Carollo said that an “official” investigation is underway into Leon’s sworn statement and voting history but would not name an investigating agency.

“Mr. Leon has committed some very serious crimes,” Carollo said at a Tuesday afternoon news conference. “Crimes that prevent him from holding office in the city of Miami.”

Leon declined an interview with CBS4 News but issued a statement saying, in part, “Loco Joe is at it again. Every election sees Crazy Joe hold an eleventh hour news conference with false allegations. Like almost every student in this country, I remained registered to vote at my dad’s home.”

Elections officials say the student exception to changing registration generally applies to young people living in dorms, or going to class out of town who want to keep their registration at home. Whether a grown man living in a riverfront high rise would be exempt is not clear.
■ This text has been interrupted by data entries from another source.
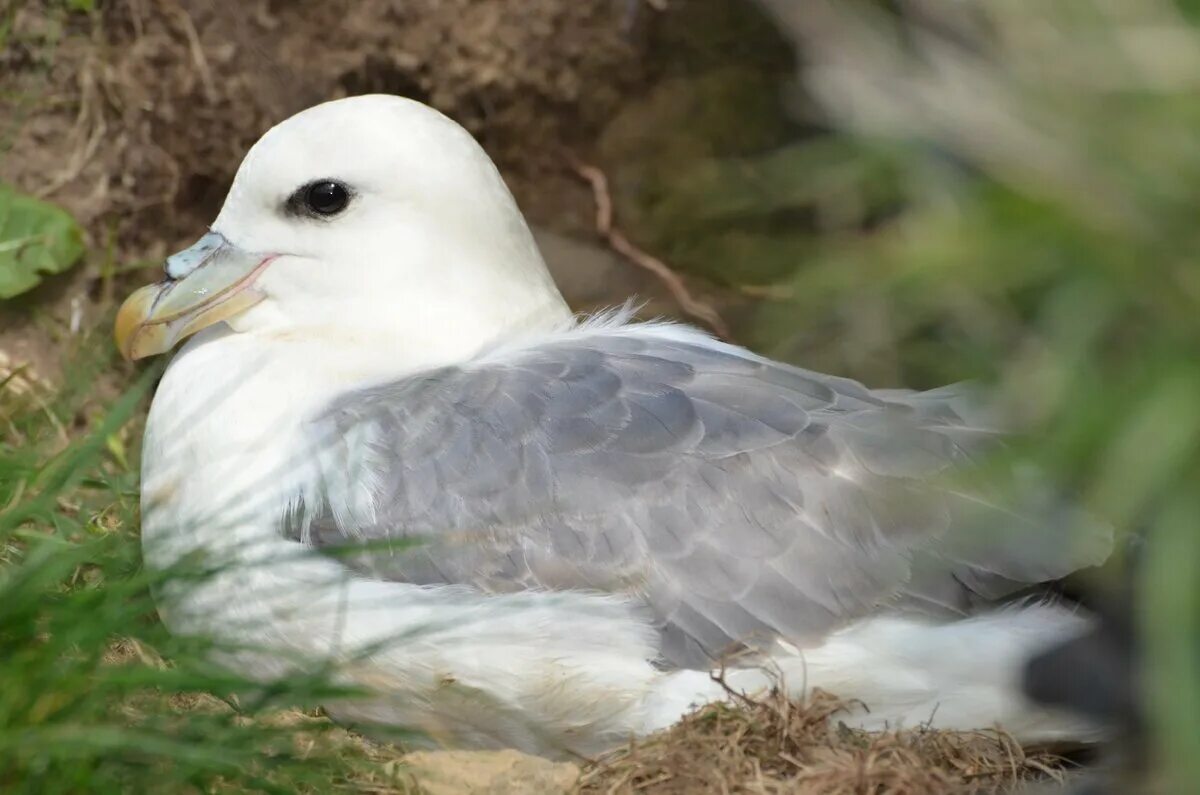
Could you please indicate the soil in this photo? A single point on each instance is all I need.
(133, 115)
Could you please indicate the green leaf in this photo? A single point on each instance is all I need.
(35, 238)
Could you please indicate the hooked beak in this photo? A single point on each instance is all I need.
(208, 282)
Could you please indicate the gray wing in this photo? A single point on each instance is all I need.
(736, 497)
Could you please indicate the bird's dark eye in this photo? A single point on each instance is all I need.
(327, 197)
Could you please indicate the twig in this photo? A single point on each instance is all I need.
(622, 245)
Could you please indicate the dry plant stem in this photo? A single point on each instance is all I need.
(622, 245)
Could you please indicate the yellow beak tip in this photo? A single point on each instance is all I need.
(131, 321)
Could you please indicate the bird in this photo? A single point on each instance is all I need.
(402, 459)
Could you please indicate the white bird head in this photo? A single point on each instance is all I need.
(372, 219)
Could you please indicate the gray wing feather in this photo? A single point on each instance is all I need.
(733, 496)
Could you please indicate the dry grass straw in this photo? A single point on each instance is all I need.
(773, 745)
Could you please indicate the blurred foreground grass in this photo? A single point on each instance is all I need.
(97, 697)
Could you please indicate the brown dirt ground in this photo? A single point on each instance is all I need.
(135, 117)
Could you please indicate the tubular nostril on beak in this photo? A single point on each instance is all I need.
(185, 262)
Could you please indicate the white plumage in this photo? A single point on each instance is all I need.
(595, 508)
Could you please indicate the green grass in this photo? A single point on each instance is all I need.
(97, 695)
(1037, 231)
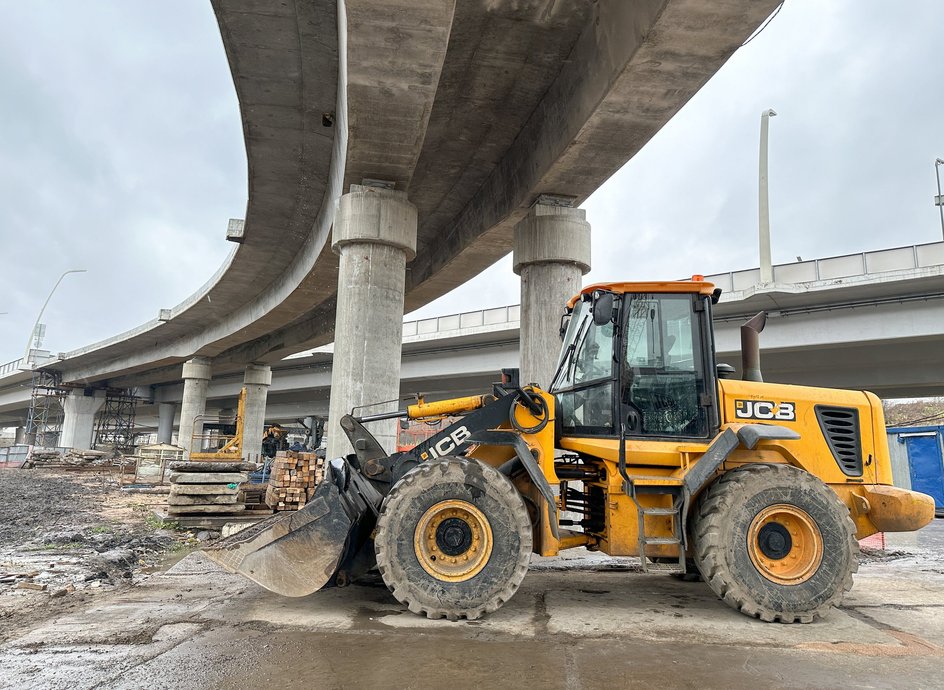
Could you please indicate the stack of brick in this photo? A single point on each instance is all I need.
(293, 478)
(206, 487)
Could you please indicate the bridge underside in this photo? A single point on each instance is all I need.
(473, 108)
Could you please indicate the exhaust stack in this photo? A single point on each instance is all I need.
(750, 347)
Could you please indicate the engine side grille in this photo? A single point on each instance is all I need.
(840, 427)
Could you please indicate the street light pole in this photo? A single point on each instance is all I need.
(29, 343)
(766, 264)
(939, 201)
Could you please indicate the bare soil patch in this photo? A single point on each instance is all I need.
(68, 535)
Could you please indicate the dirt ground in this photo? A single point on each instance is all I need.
(67, 536)
(114, 615)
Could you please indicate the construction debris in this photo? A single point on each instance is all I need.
(54, 457)
(293, 479)
(206, 487)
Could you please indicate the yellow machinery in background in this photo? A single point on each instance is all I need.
(643, 446)
(232, 448)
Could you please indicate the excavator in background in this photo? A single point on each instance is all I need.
(641, 447)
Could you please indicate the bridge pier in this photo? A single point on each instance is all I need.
(78, 419)
(256, 381)
(551, 254)
(196, 375)
(375, 236)
(165, 422)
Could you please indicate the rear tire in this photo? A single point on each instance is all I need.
(775, 543)
(453, 539)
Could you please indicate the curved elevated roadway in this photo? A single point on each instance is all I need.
(474, 108)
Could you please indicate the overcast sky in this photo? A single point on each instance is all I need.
(121, 153)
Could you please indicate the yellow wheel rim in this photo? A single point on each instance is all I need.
(453, 541)
(785, 544)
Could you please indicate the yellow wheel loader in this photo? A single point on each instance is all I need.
(641, 447)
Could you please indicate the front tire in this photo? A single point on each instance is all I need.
(453, 539)
(775, 543)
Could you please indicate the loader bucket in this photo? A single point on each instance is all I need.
(297, 553)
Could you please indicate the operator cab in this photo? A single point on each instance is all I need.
(640, 355)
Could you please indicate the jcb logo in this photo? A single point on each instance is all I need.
(765, 409)
(444, 446)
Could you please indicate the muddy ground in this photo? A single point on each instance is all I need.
(113, 615)
(67, 536)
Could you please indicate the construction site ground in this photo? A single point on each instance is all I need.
(580, 621)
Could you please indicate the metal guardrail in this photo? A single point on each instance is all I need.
(482, 318)
(11, 367)
(863, 264)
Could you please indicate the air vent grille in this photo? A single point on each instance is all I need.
(840, 427)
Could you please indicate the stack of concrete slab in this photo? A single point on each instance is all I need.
(207, 487)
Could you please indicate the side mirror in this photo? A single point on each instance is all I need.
(565, 322)
(603, 309)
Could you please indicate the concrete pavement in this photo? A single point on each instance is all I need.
(581, 622)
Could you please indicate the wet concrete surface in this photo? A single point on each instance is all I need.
(581, 622)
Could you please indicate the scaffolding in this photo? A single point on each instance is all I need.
(115, 427)
(44, 419)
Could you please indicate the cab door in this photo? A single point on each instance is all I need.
(666, 384)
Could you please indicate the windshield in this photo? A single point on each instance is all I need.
(587, 353)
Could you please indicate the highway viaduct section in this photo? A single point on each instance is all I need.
(872, 321)
(395, 149)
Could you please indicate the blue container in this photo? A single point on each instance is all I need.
(924, 446)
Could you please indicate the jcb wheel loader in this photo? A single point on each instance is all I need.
(641, 447)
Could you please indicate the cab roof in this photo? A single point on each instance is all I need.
(699, 287)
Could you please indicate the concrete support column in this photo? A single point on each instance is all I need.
(78, 418)
(196, 375)
(165, 422)
(375, 236)
(552, 253)
(256, 381)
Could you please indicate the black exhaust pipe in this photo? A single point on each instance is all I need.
(750, 347)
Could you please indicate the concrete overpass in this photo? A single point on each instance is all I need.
(873, 320)
(421, 132)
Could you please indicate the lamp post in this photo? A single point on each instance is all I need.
(766, 266)
(939, 199)
(29, 343)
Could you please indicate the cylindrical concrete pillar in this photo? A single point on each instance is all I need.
(78, 418)
(375, 236)
(165, 422)
(552, 253)
(256, 381)
(312, 424)
(196, 375)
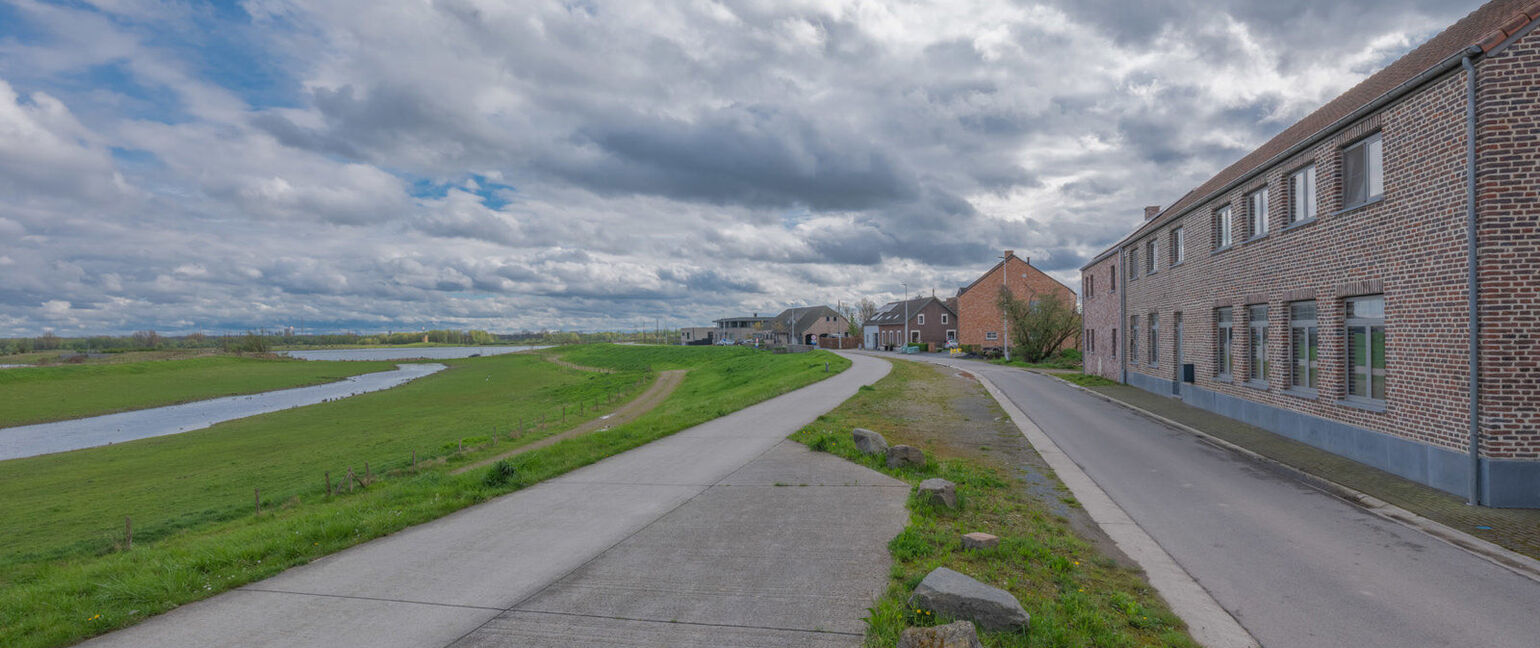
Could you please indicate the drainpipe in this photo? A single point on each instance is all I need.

Miami-Dade Superintendent of Elections Christina White said residency issues can be “broad.” An assistant to White said it is possible the state attorney’s office will investigate the Leon registration matter, if a complaint is received.

Carollo says he has no doubt as to Leon’s misbehavior.

“He claimed he was living in Miami, and he voted in Kendall three times. That’s a felony in the state of Florida,” Carollo said.

Leon, a non-practicing, 32-year-old attorney, meets Carollo, the familiar Miami political figure in a run off next Tuesday.

The winner will fill the seat left vacant by Carollo’s younger brother, Frank, who could not run for reelection due to term limits.